Roma, dunque, rovesciata dall’egemonia “bottegara”? In piazza della Rotonda, davanti, nientemeno, al Pantheon 900 mq. occupati da locali, invece di ridursi, sono diventati 1.000. In via Salvi, di fronte, e dico poco, al Colosseo, il marciapiede è ostruito da due locali, per cui «flussi enormi di bambini di 5 scuole adiacenti», denuncia il consigliere verde del I ̊ Municipio, Nathalie Naim, «e folle di turisti devono passare in strada dove transitano centinaia di auto a velocità elevata». Non fai in tempo a compiacerti della vasta area pedonale in piazza Sant’Apollinare e scopri che è in funzione delle pizzerie (una è penetrata dentro la medioevale Tor Sanguigna, lì vicino). Ed è la prova generale della nuova Piazza Navona “restaurata” dal Comune senza più marciapiedi: una marea di tavolini.

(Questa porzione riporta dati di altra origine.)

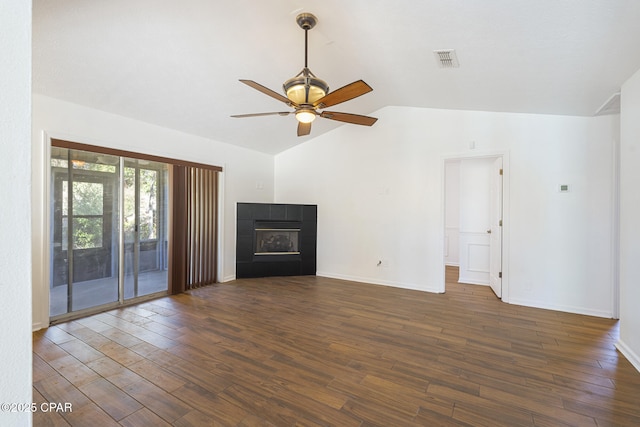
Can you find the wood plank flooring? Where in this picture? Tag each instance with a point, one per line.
(312, 351)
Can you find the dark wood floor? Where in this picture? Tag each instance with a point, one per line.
(313, 351)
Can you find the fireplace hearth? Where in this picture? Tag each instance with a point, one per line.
(275, 240)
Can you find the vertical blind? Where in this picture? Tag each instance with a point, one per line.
(194, 224)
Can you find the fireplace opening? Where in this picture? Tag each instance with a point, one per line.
(277, 241)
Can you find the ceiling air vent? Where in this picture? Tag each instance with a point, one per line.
(446, 58)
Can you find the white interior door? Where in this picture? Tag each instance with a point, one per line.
(495, 250)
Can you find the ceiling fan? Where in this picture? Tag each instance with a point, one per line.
(307, 94)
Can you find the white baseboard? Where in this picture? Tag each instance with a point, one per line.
(564, 308)
(629, 354)
(472, 282)
(375, 281)
(37, 326)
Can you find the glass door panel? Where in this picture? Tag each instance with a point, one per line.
(84, 250)
(145, 228)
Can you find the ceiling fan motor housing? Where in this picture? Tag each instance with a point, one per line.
(306, 21)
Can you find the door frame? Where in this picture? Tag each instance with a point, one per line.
(506, 223)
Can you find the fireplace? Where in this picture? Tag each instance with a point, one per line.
(275, 240)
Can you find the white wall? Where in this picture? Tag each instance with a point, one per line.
(15, 225)
(379, 192)
(452, 213)
(629, 342)
(247, 175)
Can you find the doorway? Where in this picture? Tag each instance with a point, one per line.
(474, 218)
(108, 230)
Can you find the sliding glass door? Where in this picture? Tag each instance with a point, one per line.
(93, 197)
(145, 227)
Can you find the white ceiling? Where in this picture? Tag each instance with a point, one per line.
(177, 64)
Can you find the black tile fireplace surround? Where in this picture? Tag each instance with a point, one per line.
(275, 239)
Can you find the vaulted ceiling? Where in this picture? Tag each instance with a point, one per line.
(177, 64)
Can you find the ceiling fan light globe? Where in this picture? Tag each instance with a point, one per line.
(296, 89)
(305, 116)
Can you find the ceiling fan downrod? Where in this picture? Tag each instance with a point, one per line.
(305, 88)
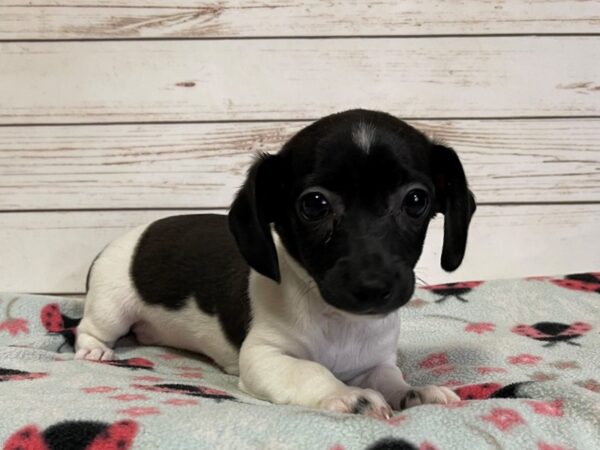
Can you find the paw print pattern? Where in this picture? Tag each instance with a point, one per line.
(19, 375)
(456, 290)
(553, 332)
(80, 435)
(131, 363)
(194, 391)
(57, 323)
(584, 282)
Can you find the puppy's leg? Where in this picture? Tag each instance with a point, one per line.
(267, 373)
(387, 379)
(104, 321)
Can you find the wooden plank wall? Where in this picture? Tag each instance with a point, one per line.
(115, 114)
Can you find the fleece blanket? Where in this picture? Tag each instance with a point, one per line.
(524, 355)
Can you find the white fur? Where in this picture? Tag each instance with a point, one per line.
(299, 350)
(363, 135)
(113, 306)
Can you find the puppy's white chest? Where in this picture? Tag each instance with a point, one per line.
(349, 347)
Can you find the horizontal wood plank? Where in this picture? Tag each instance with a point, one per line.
(284, 79)
(73, 19)
(51, 252)
(202, 165)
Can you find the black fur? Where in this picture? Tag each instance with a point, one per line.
(181, 256)
(363, 253)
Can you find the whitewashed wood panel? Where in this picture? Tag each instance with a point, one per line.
(140, 81)
(50, 252)
(72, 19)
(202, 165)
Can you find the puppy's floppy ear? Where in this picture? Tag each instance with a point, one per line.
(455, 201)
(252, 212)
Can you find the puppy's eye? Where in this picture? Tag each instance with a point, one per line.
(314, 206)
(415, 203)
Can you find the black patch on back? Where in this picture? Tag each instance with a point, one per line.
(181, 256)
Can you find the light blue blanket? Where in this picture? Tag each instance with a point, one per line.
(523, 354)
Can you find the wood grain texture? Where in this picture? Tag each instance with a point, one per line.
(193, 165)
(140, 81)
(51, 252)
(73, 19)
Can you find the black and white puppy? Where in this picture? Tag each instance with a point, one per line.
(299, 290)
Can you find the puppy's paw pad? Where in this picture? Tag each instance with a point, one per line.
(358, 401)
(90, 348)
(426, 395)
(95, 354)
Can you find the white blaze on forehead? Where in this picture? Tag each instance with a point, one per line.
(363, 135)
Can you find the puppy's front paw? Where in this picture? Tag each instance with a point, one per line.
(425, 395)
(358, 401)
(92, 349)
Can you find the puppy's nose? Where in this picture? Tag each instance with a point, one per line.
(372, 290)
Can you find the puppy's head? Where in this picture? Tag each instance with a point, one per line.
(351, 197)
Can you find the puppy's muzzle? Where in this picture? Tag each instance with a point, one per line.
(378, 286)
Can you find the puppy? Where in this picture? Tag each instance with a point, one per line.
(300, 295)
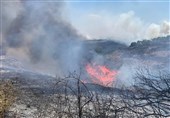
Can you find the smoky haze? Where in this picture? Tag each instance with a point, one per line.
(38, 34)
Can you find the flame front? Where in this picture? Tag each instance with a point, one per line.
(101, 74)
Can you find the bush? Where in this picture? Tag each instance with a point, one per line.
(7, 96)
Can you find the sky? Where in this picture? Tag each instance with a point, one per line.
(125, 21)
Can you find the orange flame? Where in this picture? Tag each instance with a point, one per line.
(101, 74)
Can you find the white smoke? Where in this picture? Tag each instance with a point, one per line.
(38, 34)
(126, 27)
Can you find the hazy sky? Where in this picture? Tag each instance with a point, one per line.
(125, 21)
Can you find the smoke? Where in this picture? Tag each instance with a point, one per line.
(38, 34)
(125, 27)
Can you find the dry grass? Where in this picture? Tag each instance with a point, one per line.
(7, 96)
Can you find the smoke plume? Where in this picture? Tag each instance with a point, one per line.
(38, 34)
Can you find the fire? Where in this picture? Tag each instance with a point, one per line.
(101, 74)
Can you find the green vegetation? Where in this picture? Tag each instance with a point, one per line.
(7, 96)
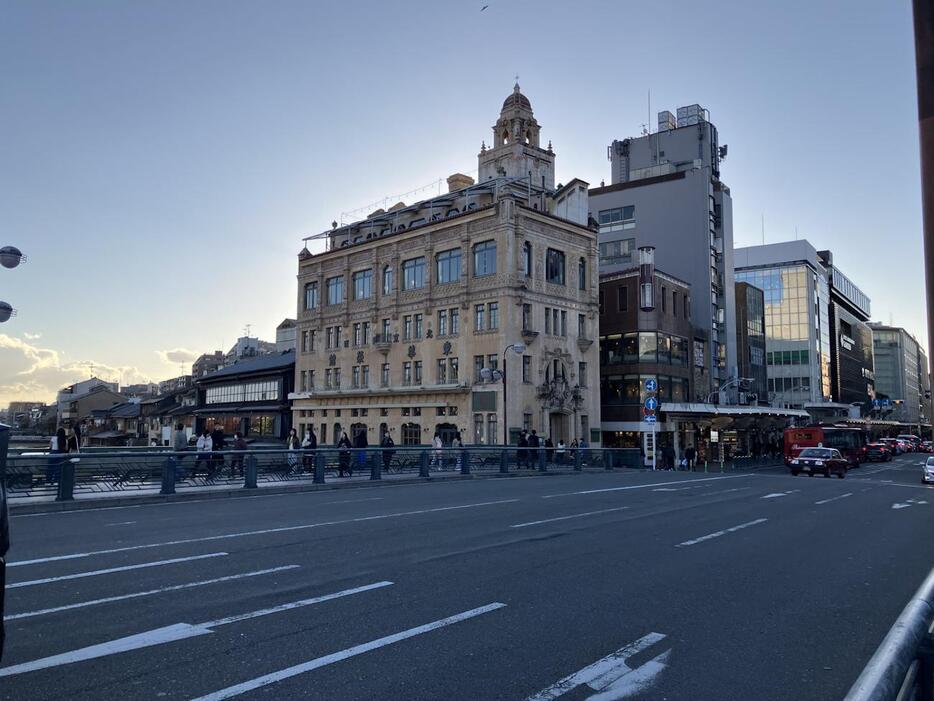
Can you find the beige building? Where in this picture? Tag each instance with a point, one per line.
(405, 314)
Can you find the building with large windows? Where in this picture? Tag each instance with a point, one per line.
(818, 343)
(402, 314)
(666, 192)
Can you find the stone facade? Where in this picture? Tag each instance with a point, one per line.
(493, 257)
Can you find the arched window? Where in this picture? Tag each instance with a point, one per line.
(387, 280)
(484, 258)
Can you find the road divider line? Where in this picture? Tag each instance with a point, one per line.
(565, 518)
(111, 570)
(605, 674)
(642, 486)
(839, 496)
(717, 534)
(136, 595)
(166, 634)
(265, 531)
(345, 654)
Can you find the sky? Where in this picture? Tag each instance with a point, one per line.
(160, 163)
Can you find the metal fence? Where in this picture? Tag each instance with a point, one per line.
(65, 476)
(902, 668)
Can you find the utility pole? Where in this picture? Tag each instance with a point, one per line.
(924, 63)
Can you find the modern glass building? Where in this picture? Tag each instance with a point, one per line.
(797, 324)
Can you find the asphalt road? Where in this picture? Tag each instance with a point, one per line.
(596, 586)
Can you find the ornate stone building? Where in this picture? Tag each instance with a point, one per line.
(404, 314)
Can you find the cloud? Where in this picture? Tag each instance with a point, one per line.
(178, 355)
(31, 373)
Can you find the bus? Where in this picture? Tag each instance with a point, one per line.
(851, 442)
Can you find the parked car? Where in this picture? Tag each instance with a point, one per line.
(927, 471)
(878, 451)
(826, 461)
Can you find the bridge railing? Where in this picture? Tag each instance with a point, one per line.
(62, 476)
(902, 668)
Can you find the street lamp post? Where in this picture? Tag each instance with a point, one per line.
(490, 374)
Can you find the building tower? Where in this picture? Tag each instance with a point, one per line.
(516, 151)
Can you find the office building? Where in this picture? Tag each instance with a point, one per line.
(666, 192)
(750, 343)
(818, 343)
(902, 378)
(408, 318)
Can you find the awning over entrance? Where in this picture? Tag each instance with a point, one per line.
(697, 410)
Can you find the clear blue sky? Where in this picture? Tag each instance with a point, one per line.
(160, 162)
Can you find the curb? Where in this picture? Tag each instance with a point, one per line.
(240, 492)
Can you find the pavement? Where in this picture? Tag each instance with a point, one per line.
(622, 585)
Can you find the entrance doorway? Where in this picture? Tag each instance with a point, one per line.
(447, 432)
(558, 429)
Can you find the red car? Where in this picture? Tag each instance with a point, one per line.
(826, 461)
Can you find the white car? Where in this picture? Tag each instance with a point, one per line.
(927, 471)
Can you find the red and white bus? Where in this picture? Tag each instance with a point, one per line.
(851, 442)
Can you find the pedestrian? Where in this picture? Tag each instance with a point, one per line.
(534, 442)
(53, 471)
(236, 460)
(309, 446)
(560, 452)
(690, 454)
(204, 446)
(437, 455)
(292, 444)
(361, 444)
(218, 443)
(523, 450)
(179, 445)
(386, 444)
(343, 455)
(457, 444)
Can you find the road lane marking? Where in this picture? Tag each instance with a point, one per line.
(111, 570)
(347, 653)
(717, 534)
(265, 531)
(565, 518)
(839, 496)
(136, 595)
(642, 486)
(168, 634)
(610, 676)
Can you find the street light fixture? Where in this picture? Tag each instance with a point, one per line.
(10, 257)
(489, 374)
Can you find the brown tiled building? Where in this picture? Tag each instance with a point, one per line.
(637, 345)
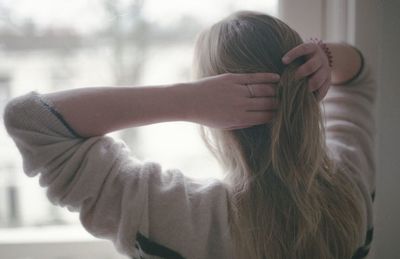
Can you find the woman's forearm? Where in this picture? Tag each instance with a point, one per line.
(346, 62)
(96, 111)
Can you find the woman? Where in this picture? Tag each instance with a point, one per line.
(289, 191)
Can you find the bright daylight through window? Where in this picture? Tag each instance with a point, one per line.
(50, 45)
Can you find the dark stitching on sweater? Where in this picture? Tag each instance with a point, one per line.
(155, 249)
(60, 117)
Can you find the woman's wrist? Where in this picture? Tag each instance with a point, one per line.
(347, 62)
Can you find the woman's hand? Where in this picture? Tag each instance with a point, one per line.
(225, 101)
(316, 67)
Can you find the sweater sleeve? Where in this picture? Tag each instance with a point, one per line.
(350, 134)
(137, 205)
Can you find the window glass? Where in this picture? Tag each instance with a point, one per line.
(50, 45)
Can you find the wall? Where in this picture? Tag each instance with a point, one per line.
(388, 180)
(374, 27)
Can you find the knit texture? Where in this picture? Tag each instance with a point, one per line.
(151, 212)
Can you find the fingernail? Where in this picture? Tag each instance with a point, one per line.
(285, 59)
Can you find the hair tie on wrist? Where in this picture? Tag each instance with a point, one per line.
(324, 48)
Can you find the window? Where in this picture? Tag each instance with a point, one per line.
(50, 45)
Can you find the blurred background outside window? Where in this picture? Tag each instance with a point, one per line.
(51, 45)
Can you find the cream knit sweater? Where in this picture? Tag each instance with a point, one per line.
(151, 212)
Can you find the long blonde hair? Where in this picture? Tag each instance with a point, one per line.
(288, 199)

Fiere le proteste del Comitato che coordina le battagliere associazioni dei residenti. Questi, pur ridotti a 80-90.000 (neppure pochissimi), rappresentano l’unico controllo sociale su una selva di locali, spesso effimeri, che la malavita, con la crisi, ha aperto o fatto propri, centri di spaccio e di riciclaggio. Senza i residenti, il cuore di Roma, come di ogni città storica, sarebbe zona franca per la criminalità. Tanto più che le pattuglie di polizia sono, per mancanza di fondi, assai poche. Per l’indecoroso balletto del decoro urbano il Comitato per la Bellezza ha chiamato in causa lo stesso ministro Ornaghi, il segretario generale del MiBAC Recchia, la soprintendente Galloni, il sottosegretario Cecchi. Solo l’ultimo ha risposto: il 5 febbraio 2010 la materia è stata oggetto di accordo fra le Soprintendenze (Beni Architettonici e Archeologici) e il Comune, però «non so quale esito questo strumento abbia avuto». Molto evasivo. Eppure, nell’indecoroso balletto il Ministero ci gioca la faccia. Se si fa rispettare, salva, almeno in parte, la faccia sua e un bene come Roma. Sennò, povera Roma nostra. Addio residenti. Addio turismo qualificato. Tutta “movida” stile Campo de’ Fiori. Se vi pare un affare, fate voialtri.